When female singers are eliminated in one fell swoop, it sends a message to young people and future generations that women do not have the same rights and opportunities.

Esmatullah Alizada, Afghan musician

Zeba was a well-known local singer. Locals and visitors alike sought her out and gathered around her to listen to her warm voice as she played the dambora. Bamiyan was one of the few places in the country where the musical talent of young female artists was encouraged, an initiative supported by several artists, including Zeba. Her present, clearly, could be different. She herself says that Farhad Darya, a well-known Afghan artist, gave her a dambora in gratitude for his musical talent during Hamid Karzai’s second term (2009-2014).

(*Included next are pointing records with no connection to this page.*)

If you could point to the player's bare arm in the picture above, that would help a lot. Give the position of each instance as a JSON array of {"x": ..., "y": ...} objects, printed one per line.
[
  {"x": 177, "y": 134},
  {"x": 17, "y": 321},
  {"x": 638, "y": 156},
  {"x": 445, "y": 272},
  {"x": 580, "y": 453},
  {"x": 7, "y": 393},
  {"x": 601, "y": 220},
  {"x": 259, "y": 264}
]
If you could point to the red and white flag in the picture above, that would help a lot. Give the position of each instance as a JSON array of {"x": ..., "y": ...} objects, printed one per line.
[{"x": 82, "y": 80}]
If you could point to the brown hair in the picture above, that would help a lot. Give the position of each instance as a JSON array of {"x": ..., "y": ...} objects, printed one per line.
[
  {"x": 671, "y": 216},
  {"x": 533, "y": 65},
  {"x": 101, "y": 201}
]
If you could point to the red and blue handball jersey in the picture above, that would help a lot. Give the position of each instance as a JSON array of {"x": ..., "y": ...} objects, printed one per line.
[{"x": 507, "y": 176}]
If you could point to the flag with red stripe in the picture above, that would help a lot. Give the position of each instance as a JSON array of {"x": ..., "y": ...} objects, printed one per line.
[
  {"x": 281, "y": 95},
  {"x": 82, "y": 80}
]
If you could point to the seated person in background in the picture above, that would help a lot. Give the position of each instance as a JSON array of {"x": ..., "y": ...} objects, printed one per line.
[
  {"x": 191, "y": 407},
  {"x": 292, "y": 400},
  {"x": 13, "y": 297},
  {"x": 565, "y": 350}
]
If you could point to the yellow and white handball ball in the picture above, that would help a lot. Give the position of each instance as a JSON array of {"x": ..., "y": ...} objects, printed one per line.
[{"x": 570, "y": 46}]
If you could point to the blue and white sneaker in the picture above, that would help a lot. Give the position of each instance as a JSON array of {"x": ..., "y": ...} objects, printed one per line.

“When female singers are eliminated in one fell swoop, it sends a message to young people and future generations that women do not have the same rights and opportunities,” explains former Afghan composer and singer Esmatullah Alizada, who is very active in defending the rights of musicians. He performed in Afghanistan for almost 13 years, but now lives as a refugee in France. For him, the suppression of female singers and musicians means a serious loss of talent and artistic diversity and helps to further entrench gender inequality and psychological damage to women.

A sinful widow

This weekend, a new round of international meetings on the future of Afghanistan under the auspices of the UN will be held in Doha. Representatives of the Taliban government, which has not been officially recognised as such, will attend for the first time. NGOs have criticised the fact that Afghan women and human rights activists are not included in the meeting and have stressed that sitting at the table with the fundamentalists implies tacitly recognising their power.

Music is just one example of the freedoms lost. Over the past three years, fundamentalists have virtually erased women from most professional sectors in Afghanistan, except for health and education, where, by necessity, there is greater acceptance of female professionals. Overall, severe restrictions have caused Afghan women to disappear from most jobs. In addition, they have closed the doors of secondary schools to young girls and, in December 2022, banned them from university. For all these reasons, the UN believes that Afghan women could be victims of a “apartheid “gender discrimination”, a harsh term that defines the relentless harassment and the progressive reduction of the most basic rights simply for being a woman.

“Even before the Taliban came again, singing as a woman was not easy for me,” Zeba says. This woman is self-taught. She started playing the Dambora in the home of her husband’s parents, whom she married at the age of 13, in an agreement between the families. She sang folkloric melodies that spoke of dreams, love, family or the desire to reunite with her loved ones.

And, as happens everywhere in the world, music helped her cope with the vicissitudes of life. Her husband was murdered in the early 1990s and she was forced to marry one of her brothers-in-law. She was mistreated, especially by her mother-in-law, who beat her and forbade her from doing anything that brought her joy, such as spending time with her. Dambora. But his mother-in-law loved listening to it, so he kept playing.

When she was 25 years old and after four years of marriage, her second husband left one day without saying anything and she was left alone with her four children. It was the late 1990s and Bamiyan was mired in poverty and violence, as the Taliban had taken control in some parts of the country. In Afghanistan in those years it was no longer very popular for a woman to sing and play an instrument. “My neighbors saw me as a sinful widow and advised their daughters and wives to stay away from me and my daughters,” she says. “But at least the Government didn’t interfere with my work,” she adds.

To make ends meet, Zeba baked bread and her daughters embroidered. She now lives with her two youngest daughters, since the two eldest left Bamiyan. Her neighbor Ali (not his real name), who opens the door for her so she can continue playing the dambora of his son, explains that Zeba hasn’t been around much lately. “When the Taliban arrived, I hid my son’s instrument in a well. Zeba used to come to our house once a month to sing and play. Damborabut we haven’t seen it since the beginning of 2024.”